How fascinating when times gone by, seemingly so distant from our own, are suddenly linked to us by the unchanging threads of human nature.
1816. A rainy afternoon in Geneva. The poet, Shelley, and his wife Mary are with Lord Byron. Trapped indoors by the weather, they start writing and telling horror stories. It is Mary who pens the tale that endures into the 21st Century, a story that was a forerunner of contemporary science fiction and the inspiration for countless films: Frankenstein.
Mary Shelley’s story is part of our literary heritage, yet is often misunderstood. ‘Frankenstein’ is not the monster but the creator of the unnamed creature of the tale. Ironically, this creature is, at first, more humane than his hapless creator. Vulnerable and longing for acceptance, he unleashes anger only when shunned by Frankenstein. At the story’s heart is the notion that we are morally responsible for what we create. How pertinent that is when applied to the modern-day monster that social media has become.

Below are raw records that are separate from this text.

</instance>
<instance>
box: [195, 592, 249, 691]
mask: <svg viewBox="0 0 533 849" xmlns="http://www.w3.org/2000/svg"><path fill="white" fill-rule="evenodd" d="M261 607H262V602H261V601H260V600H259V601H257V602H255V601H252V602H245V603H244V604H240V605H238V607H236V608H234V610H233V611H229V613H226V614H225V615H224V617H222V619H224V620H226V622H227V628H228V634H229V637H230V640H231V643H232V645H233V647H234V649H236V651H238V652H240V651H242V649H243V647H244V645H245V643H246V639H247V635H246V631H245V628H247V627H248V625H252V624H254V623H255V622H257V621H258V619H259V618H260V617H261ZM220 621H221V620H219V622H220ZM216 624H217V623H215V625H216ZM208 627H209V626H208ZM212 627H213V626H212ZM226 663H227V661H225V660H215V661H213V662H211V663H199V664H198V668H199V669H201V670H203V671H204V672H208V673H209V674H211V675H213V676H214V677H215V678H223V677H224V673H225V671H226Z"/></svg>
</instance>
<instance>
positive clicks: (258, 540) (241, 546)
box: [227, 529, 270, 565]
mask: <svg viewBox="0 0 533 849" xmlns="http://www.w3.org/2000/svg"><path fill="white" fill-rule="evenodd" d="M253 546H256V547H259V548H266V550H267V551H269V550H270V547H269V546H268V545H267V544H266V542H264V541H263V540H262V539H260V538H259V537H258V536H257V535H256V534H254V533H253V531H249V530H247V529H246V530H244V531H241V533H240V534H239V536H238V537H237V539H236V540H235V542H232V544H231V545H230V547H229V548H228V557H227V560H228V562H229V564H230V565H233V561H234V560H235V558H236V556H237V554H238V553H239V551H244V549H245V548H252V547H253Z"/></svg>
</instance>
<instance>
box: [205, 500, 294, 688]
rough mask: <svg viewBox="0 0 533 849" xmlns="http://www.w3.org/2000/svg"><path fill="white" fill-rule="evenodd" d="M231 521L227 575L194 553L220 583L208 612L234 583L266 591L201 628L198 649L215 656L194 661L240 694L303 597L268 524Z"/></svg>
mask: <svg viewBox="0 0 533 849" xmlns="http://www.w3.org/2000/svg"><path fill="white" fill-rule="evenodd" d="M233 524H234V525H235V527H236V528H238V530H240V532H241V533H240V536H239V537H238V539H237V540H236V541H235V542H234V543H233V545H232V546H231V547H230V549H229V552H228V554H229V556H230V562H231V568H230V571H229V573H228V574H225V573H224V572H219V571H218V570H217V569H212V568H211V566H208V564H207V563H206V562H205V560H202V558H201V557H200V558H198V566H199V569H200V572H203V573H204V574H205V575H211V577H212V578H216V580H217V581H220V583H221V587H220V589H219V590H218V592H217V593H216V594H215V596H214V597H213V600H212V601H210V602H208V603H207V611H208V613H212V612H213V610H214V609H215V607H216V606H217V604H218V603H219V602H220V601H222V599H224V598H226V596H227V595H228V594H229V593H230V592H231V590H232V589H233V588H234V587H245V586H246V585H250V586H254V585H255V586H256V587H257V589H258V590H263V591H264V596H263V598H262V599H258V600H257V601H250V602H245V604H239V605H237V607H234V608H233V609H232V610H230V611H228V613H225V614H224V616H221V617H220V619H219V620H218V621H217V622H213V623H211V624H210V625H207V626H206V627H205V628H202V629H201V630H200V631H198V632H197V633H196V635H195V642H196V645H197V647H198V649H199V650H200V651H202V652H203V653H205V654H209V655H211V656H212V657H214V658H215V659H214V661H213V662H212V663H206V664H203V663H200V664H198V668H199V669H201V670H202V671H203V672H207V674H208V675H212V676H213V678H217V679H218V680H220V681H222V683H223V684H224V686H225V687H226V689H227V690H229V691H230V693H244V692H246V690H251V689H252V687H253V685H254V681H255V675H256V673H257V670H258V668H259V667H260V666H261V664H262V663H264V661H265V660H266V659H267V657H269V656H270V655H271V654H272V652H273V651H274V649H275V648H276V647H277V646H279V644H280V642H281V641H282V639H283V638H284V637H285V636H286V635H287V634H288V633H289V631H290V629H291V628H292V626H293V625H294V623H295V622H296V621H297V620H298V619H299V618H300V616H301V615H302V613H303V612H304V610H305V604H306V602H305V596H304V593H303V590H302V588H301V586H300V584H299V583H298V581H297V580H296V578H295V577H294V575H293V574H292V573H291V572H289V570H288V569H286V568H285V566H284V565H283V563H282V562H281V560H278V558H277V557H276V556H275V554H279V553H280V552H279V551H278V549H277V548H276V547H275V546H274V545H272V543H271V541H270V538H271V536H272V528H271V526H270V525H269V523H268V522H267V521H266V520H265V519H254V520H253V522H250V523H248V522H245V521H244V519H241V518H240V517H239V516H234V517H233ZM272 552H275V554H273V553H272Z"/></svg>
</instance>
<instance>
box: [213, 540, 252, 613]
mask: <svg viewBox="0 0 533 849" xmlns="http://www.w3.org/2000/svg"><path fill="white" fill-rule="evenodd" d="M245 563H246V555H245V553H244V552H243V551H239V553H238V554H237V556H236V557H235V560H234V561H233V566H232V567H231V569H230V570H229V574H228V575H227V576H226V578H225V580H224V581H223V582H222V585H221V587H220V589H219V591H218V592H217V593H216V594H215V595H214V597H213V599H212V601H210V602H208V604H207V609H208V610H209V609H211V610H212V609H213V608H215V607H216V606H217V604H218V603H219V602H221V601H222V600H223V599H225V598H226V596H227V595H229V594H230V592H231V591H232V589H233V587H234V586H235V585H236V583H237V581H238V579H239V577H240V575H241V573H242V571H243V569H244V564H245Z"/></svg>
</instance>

Long before Donald Trump used and abused social media to manipulate the American election (I won! I won!), or to incite violence at Capitol Hill, former executives of the giant platforms – Google, Twitter, Facebook – had recognised that the unregulated “monster” – their word – was rampaging out of control. In Netflix’s 2020 docu-drama, “The Social Dilemma”, it was even described as “an existential threat” to humanity.
This was not the foot soldiers talking. This was the commanders: presidents, CEOs, ethicists, engineers. People who, at work, used algorithms to predict the ways in which users would click, click, click on the right buttons, but who fell victim to the technology at home, click, click, clicking themselves, despite understanding exactly the manipulations at play. “We understood it consciously – and we did it anyway,” confessed Sean Parker, former president of Facebook. “Your psychology is used against you,” warned Tristan Harris, a former design ethicist at Google.

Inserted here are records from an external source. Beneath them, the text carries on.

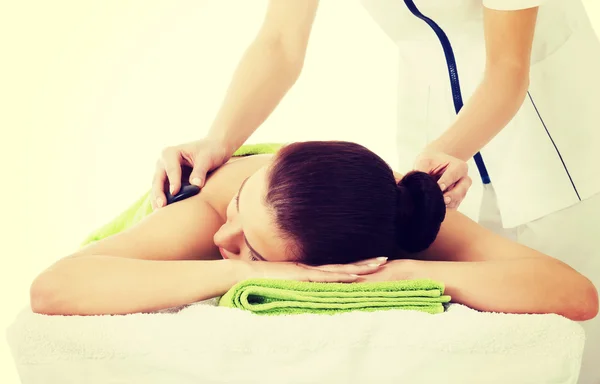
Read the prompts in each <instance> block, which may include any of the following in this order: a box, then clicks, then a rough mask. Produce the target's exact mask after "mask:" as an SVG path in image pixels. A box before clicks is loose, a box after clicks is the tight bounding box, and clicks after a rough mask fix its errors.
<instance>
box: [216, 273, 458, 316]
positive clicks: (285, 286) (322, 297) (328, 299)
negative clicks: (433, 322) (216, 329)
mask: <svg viewBox="0 0 600 384" xmlns="http://www.w3.org/2000/svg"><path fill="white" fill-rule="evenodd" d="M444 288H445V287H444V284H443V283H440V282H437V281H434V280H428V279H420V280H401V281H392V282H377V283H308V282H299V281H291V280H272V279H249V280H245V281H242V282H240V283H238V284H236V285H235V286H233V287H232V288H231V289H230V290H229V291H228V292H227V293H226V294H225V295H223V297H221V299H220V300H219V306H222V307H230V308H239V309H243V310H247V311H251V312H253V313H256V314H259V315H289V314H300V313H317V314H336V313H341V312H348V311H354V310H359V311H376V310H390V309H404V310H415V311H421V312H427V313H431V314H435V313H442V312H444V303H448V302H449V301H450V296H446V295H444Z"/></svg>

The problem is that the services we think are “free” are not. Funded by advertisers, they are worth trillions of dollars. For that investment, advertisers want a return. We think we choose what we do. In reality, our invisible strings are being pulled. We dance to someone else’s tune without even hearing the music. “Every action you take is being carefully monitored,” says former Twitter executive, Jeff Seibert. “What you look at; how long you look at it.”

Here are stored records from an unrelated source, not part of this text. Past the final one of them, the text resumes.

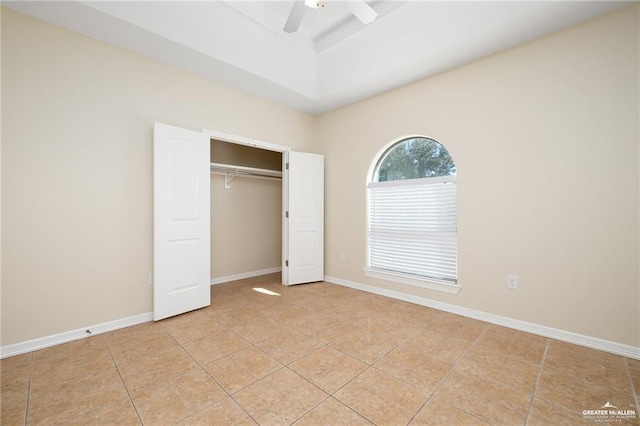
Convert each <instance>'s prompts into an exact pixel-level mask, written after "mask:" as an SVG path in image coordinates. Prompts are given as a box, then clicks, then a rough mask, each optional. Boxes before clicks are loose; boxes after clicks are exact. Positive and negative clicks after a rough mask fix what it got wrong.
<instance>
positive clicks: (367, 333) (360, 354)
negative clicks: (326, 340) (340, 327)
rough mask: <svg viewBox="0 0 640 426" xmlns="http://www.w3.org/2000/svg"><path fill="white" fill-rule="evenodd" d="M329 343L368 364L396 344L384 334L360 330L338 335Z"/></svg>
mask: <svg viewBox="0 0 640 426" xmlns="http://www.w3.org/2000/svg"><path fill="white" fill-rule="evenodd" d="M329 344H330V345H331V346H332V347H334V348H335V349H338V350H339V351H342V352H344V353H346V354H347V355H351V356H352V357H354V358H356V359H359V360H360V361H362V362H366V363H367V364H370V365H371V364H373V363H374V362H376V361H377V360H379V359H380V358H382V357H383V356H385V355H386V354H387V353H389V352H390V351H391V350H392V349H393V348H394V347H395V346H396V344H395V343H394V342H391V341H390V340H389V338H388V337H387V336H386V335H379V334H376V333H373V332H371V333H370V332H364V331H361V330H356V331H353V332H351V333H349V334H345V335H343V336H341V337H338V338H337V339H335V340H333V341H332V342H331V343H329Z"/></svg>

It’s not just the economic implications that are frightening; it’s the societal consequences – as Donald Trump illustrates. Selfies on Instagram, where kind commentators affirm your beauty and unkind ones criticise your sticky-out ears, have changed the psyches of a generation. In the first decade of this century, the suicide rate among 15-19-year-old girls increased by 70%. In the 10-14 age group, it soared by 151%. Chillingly, the executives admitted that many industry insiders restrict their children’s computer access and ban social media accounts.
This is not simply about being enticed to ‘buy’ or ‘sell’ or ‘like’ or ‘comment’. It is about controlling information, manipulating truth. We have access to more information than ever before, but perhaps we also have less clarity. “We absorb fake news as if it’s reality,” says Tristan Harris. “We have less and less control over who we are and what we believe.”
Enter Donald Trump. Before his latest escapades, the executives described wealth being used to confuse and polarise communities, to destabilise Kenya, or cause democracy to crumble in the Philippines. But America? If we can’t agree what is true, said Harris, or even that such a thing as truth exists, humanity is lost. What worried executives most? The answer was stark. “Civil war”. How prescient that was!
The Victor Frankensteins of social media have finally frozen Trump’s accounts. There is always a societal tightrope between freedom and responsibility, but it is one we need to walk. In the New York Times, American journalist Jennifer Senior brilliantly outlined Trump’s “malignant narcissism” and recounted how an administration official described him as “a total monster”. But now Trump is threatening to create his own social media platform: one lawless creature begets another.
On that rainy Geneva afternoon, Mary Shelley could have had no idea how relevant her story would be 200 years later.
The thread between her time and ours is the notion of humans as creative beings, inventive and resourceful – but flawed.
Creativity without responsibility, invention without ethics, is a disaster for mankind. The sad creature of Shelley’s tale only hinted at what we now have: the true stuff of nightmares.